Man denies defrauding US woman of millions


A New York-based Irish man has denied claims he has defrauded a 60-year-old American woman of millions, the High Court heard yesterday.

Elisa Rodino claims Thomas J Queally, who had been engaged to her, has stolen about $4 million (€3 million) of her money – a large portion of which was lodged by him into a bank in Ennis, Co Clare.

She also claims Mr Queally, whom she has not seen for months, had been living a double life and had another fiancée while engaged to her.

Yesterday at the High Court Mr Queally’s lawyers said claims he had transferred money from a joint bank account in the US to his bank in Ireland without Ms Rodino’s authorisation were untrue.

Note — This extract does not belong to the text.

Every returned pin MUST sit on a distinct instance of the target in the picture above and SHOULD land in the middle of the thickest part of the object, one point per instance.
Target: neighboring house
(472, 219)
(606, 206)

The court also heard Mr Queally rejects her claims that Ms Rodino was his fiancée or that he was engaged to another woman in New York.

Last month Ms Rodino’s lawyers secured a number of temporary freezing orders against Mr Queally, Sherman Avenue, Yonkers, New York, who is originally from Kilmaley, Co Clare. They prevent him reducing funds below €1.6 million held in a bank account at Permanent TSB in Ennis.

Ms Rodino, Cathedral Avenue, Hempstead, New York, claims the money in the Ennis account, approximately $2 million (€1.5 million), is hers. She claims it was moved by Mr Queally from a joint account in the US in both their names.

Yesterday, Patricia Hill, for Mr Queally, said her client rejected all the allegations. He had become aware from media coverage of the claims against him and had remained in Ireland to meet the case, Ms Hill said. She said that on October 18th last Ms Rodino had signed a document at a New York bank that stated any funds transferred from a joint account to Mr Queally’s account was done with her full permission. This document was executed in the presence of a notary, she said. Ms Hill said Ms Rodino had failed to mention this and made no mention of it when seeking the freezing orders.

She said it was intended to ask the court to vacate the freezing order as there had not been a full disclosure of all material facts to the court.

She also told the court that Mr Queally rejected claims his two teenage children from his previous marriage had been put through private Catholic schools in New York with money taken from Ms Rodino.

Mr Queally’s children had been attending private schools from an early age and years before he and Ms Rodino met.

Ross Gorman, for Ms Rodino, said any application to set aside the freezing orders would be opposed and he wanted the injunction to remain pending the outcome of the full hearing.

Mr Gorman asked for the matter to be adjourned. Mr Queally’s replying affidavit was received on Wednesday, and Mr Gorman said the Irish-based legal team needed time to consult their client and her US lawyers.

Ms Justice Iseult O’Malley agreed to adjourn the matter to early next week.

Last month the High Court heard Ms Rodino was a vulnerable woman who had been taken advantage of by Mr Queally, whom she met in 2007.

Bank accounts

She claims that last August, to aid Mr Queally in a court case against a former employer, she agreed to put his name on one of her accounts. It was a deposit account that contained $5 million. She claims Mr Queally asked her to do this because it would show he and Ms Rodino, who had inherited a sizeable property portfolio from her late father, were a couple and the work he did on her properties was not a contract of employment, the court heard.

She claims Mr Queally was due to meet her in Spain last October but never showed up. When she arrived back in the US she discovered money had been transferred to the bank in Ennis and to a US bank account.